Adjusting my medication has been a challenge. I signed up with One Drop when they had a promotional offer before Christmas. Though right now, I want to maximize my insurance benefits.
Since I had been using the Medtronic sensor, and because I was hoarding supplies, I have quite a bit of test strips – and infusion sets, etc.
OneDrop has been helping me on using test strips and I’ll use it to insure I keep getting enough test strips – right now I’m limited to 4 a day
Anyway, when I first went on Victoza, I had a few lows. The first change was to drop basal dosages by half and stop bolusing for meals. The OneDrop system helped me realize that wasn’t working, I was running high. For me, that’s a problem because it makes me crave carbs too much. So I tried bolusing half the rate I was. That works really well.
It took me a while to figure out that everything syncs, on the iPhone. I have no idea if it does on Android.

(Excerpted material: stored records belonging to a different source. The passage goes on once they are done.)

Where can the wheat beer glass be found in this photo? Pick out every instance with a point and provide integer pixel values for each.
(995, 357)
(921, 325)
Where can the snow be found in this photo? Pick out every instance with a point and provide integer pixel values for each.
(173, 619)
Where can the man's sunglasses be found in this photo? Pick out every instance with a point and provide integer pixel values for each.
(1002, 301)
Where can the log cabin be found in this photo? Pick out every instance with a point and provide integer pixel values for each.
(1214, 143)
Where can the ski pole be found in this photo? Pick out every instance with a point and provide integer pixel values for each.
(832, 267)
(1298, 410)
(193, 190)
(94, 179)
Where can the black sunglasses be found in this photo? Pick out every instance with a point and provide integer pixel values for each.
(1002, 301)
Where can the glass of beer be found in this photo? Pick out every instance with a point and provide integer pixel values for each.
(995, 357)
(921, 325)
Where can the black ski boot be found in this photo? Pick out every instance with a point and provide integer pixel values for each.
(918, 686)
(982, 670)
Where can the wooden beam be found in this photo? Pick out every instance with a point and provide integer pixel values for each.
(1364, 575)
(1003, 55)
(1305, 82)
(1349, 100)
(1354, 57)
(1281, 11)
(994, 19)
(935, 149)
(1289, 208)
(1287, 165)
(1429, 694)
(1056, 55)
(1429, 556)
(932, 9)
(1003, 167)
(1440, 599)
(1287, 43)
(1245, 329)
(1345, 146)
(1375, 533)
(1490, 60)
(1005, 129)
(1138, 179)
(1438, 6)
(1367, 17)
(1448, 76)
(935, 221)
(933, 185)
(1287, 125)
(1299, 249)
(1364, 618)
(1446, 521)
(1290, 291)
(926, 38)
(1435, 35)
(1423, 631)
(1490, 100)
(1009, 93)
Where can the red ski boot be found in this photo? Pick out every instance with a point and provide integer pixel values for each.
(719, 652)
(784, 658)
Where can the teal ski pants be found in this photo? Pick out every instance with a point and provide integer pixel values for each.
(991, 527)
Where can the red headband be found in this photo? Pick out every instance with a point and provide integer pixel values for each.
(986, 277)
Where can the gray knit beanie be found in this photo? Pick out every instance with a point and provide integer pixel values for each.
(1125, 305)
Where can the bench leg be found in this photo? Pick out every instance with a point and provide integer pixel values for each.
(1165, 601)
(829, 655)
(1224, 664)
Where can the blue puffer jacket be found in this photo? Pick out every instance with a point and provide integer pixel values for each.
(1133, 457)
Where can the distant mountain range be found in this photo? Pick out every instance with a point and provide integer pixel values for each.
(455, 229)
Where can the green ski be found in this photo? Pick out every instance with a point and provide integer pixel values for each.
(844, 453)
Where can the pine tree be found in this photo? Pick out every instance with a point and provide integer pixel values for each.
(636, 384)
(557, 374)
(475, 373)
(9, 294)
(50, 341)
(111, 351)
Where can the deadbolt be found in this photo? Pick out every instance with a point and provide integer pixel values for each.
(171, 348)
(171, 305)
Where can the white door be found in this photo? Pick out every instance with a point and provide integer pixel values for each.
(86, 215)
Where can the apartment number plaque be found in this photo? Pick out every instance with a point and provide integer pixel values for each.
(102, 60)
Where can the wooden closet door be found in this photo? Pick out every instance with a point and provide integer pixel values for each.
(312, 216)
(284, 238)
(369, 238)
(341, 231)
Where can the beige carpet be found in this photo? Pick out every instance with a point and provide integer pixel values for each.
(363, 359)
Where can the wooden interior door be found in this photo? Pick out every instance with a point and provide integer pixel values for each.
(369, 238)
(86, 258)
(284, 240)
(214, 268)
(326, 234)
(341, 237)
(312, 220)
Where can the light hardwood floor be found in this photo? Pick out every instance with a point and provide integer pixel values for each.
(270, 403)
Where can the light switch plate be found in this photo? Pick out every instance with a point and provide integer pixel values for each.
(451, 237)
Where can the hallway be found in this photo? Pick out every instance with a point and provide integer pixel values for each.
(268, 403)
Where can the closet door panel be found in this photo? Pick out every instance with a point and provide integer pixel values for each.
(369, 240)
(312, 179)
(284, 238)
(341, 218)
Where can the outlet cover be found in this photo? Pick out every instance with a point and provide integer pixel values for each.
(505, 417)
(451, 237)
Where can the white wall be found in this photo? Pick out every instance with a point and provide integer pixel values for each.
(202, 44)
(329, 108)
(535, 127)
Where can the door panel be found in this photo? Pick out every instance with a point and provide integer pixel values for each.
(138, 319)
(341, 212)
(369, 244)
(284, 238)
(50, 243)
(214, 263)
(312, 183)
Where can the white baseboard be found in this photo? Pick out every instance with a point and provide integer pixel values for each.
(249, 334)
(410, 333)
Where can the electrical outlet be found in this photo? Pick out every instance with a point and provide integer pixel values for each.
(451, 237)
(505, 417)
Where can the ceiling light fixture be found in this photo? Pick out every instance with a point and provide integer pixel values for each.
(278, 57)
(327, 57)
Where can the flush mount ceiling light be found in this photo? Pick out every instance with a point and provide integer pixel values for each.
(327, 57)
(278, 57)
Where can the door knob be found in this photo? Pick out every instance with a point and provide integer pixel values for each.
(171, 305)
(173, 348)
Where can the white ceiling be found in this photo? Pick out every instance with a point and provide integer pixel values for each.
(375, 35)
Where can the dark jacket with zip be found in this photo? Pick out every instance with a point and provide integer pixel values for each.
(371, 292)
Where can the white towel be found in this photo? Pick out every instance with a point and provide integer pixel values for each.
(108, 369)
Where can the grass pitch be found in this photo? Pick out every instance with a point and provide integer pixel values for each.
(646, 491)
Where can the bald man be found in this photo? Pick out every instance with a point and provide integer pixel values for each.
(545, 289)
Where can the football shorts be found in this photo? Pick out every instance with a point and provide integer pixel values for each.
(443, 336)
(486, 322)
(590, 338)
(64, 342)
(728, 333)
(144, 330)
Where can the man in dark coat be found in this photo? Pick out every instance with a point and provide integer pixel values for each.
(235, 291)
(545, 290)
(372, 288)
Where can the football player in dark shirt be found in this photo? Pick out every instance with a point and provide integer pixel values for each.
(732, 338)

It’s pretty easy to get that to work, I had the activity tracking on my Apple Watch working first – it was pretty easy to figure out, since I added OneDrop to one of my sources in Apple Health, and turned on all the categories. I was logging my food with OneDrop that works pretty well. It has most of the food I eat, even Jenny Craig, and can use the camera to read bar codes. But I’m already a premium member with MyFitnessPal. Guess what, if you have all your MyFitnessPal set up as a source and have all the categories turned on, that data will sync in OneDrop and you only have to log in one place.
Guess what – my scale will Sync too. I have Nokia scale which talks to my WiFi. Again, I had to go to sources, add it and make sure that all the categories are turned on.
And their Apple Watch app is nice – I can log blood sugar checks and bolus adjustments with it.